A BCS college championship game brings out the linguist in all the fans.
You mutilate strange words equally the first time you hear them, then do it intentionally afterward.
It’s part of the game.
One of those exotic words is eligibility.
The Oregon Ducks will be the only team in college football history to face two of the greatest student/athlete quarterbacks since Vince Young from Texas; two men who share equal confusion of what college football asks of you.
Last year it was Terrelle Pryor, 6′ 6″, 233 lbs of The Ohio State greateness, suspended five games next year for trading awards for tattoos.
This year it’s Cameron “Cam” Jerrell Newton, 6′ 6″, 250 lbs of Auburn Tigerness, who didn’t know his father tried to trade him for church support.

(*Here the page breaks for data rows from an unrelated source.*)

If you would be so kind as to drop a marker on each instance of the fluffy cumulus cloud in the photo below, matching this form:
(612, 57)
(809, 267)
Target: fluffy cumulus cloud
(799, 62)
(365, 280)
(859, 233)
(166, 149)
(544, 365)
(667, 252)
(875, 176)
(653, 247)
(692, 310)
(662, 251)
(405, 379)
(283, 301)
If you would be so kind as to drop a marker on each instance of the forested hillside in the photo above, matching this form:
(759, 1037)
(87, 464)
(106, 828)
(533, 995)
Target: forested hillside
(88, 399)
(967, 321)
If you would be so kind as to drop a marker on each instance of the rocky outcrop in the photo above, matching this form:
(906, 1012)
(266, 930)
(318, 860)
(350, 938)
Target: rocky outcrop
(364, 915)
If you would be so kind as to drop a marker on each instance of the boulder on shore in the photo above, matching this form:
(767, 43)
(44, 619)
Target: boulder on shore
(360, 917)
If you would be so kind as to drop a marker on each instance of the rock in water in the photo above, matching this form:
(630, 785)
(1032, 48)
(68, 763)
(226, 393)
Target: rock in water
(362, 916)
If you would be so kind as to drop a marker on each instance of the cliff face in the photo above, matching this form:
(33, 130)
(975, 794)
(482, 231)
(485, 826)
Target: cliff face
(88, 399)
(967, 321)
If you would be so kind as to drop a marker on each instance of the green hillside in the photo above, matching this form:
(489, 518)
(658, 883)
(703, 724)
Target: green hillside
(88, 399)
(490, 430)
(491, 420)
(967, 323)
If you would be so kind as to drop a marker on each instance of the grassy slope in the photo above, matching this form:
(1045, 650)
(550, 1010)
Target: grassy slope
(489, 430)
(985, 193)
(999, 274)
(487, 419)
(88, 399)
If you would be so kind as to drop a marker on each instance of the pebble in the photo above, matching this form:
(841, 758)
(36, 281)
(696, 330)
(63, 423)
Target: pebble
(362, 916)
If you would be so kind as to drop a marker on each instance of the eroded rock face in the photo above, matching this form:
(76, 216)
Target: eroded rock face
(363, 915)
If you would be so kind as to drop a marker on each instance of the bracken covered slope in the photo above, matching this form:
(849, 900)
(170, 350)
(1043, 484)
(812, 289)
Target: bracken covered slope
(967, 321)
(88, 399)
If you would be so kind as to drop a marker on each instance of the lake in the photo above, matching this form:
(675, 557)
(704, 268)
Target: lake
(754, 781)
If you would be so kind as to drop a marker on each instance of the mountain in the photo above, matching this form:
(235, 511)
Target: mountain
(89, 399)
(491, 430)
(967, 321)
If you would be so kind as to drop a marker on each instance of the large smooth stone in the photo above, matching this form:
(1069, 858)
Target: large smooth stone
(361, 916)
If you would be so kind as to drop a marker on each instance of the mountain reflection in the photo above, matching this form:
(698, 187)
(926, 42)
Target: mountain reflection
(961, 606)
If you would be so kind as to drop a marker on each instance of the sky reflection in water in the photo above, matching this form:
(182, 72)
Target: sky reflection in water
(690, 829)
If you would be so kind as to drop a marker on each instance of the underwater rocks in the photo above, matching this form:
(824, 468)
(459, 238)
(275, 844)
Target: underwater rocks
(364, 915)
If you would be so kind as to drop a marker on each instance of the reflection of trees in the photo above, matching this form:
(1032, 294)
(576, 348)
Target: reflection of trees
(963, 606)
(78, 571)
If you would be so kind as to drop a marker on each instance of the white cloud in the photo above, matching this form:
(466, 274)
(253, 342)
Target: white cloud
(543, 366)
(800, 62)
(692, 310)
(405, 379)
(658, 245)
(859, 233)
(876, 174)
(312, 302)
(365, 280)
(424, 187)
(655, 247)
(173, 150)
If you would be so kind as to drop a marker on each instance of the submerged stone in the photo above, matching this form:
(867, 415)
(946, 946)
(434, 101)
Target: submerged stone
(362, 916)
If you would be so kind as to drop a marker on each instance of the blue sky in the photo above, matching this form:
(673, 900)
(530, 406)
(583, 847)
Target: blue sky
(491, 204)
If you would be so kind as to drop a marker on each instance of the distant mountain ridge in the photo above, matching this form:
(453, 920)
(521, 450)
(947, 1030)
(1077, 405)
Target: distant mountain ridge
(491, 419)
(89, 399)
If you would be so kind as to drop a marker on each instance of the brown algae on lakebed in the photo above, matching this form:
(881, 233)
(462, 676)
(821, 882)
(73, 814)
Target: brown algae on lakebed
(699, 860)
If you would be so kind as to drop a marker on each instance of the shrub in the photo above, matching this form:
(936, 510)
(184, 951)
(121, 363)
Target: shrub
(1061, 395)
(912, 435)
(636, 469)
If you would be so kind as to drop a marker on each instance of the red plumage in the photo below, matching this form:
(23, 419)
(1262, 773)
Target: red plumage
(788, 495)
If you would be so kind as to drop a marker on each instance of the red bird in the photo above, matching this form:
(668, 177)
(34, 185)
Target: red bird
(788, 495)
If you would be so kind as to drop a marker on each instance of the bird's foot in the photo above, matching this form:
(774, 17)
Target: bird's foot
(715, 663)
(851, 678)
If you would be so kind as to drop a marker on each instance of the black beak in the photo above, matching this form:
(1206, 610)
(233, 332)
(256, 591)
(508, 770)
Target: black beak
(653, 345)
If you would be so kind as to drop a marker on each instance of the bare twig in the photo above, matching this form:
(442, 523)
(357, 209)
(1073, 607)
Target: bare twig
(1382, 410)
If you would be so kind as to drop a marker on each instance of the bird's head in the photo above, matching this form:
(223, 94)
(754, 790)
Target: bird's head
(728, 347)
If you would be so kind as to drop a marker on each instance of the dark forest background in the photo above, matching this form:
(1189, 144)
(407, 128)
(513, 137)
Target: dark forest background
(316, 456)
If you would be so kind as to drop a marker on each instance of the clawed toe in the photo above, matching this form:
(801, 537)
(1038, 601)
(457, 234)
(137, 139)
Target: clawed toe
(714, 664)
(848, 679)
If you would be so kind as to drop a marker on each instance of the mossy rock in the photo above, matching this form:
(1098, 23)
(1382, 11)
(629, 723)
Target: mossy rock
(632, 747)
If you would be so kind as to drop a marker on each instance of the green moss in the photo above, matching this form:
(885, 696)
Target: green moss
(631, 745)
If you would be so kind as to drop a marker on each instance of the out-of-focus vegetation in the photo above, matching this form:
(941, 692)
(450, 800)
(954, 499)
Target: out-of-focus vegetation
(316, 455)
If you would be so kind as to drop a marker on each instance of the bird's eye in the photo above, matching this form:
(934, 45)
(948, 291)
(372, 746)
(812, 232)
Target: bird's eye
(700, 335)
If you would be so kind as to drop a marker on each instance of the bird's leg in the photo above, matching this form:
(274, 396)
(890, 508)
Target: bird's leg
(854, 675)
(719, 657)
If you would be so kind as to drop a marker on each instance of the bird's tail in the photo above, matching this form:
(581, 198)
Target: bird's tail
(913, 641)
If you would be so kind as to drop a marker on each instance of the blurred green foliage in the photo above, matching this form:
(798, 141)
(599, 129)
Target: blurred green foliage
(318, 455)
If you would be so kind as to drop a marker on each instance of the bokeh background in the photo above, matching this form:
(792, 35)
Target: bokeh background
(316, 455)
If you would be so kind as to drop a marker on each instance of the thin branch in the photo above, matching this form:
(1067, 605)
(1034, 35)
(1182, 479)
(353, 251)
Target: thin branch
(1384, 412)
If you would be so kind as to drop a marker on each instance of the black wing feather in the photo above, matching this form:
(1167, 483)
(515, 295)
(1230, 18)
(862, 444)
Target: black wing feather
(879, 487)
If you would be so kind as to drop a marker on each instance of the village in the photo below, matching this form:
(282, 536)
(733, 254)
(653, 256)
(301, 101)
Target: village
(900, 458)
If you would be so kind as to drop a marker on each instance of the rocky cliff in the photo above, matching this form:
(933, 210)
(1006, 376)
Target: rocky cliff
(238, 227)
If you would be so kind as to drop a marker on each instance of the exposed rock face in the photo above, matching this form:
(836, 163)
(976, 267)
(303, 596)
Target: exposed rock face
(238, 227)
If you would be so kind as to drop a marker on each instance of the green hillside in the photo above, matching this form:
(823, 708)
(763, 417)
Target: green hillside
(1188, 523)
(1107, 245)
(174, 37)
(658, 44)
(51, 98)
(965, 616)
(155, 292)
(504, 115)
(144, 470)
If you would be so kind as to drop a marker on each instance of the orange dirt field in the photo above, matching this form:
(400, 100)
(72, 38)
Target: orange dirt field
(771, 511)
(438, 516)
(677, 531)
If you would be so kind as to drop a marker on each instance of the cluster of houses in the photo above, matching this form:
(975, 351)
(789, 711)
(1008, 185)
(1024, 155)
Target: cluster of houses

From a player point of view, the confusion is easy to understand. You can get a sportsmanship tattoo, or drop a few bills in the donation plate and it’s all good, or at least good enough.
Just not good enough by college football standards.
That’s the confusing part, apparently, and not the only one.
Oregon is the thirty-third state in the United States of America.
Auburn is a color. You can look, but you won’t find the complimentary school for Auburn. Hazel University isn’t on any map, but keep an eye out just the same.
If you understand why a school is named after a stick of wax in the crayola box, explain why the school picked a jungle cat name for its teams?
How many universities call themselves Ducks? Look to Oregon to end the confusion.
No one asks Auburn to rename themselves after a regional animal like University of Oregon Ducks or Oregon State Beavers. Would the Auburn Snakes or Auburn Bugs be any better than a tiger?
As the January 10th game approaches, look for more clarification between the two schools.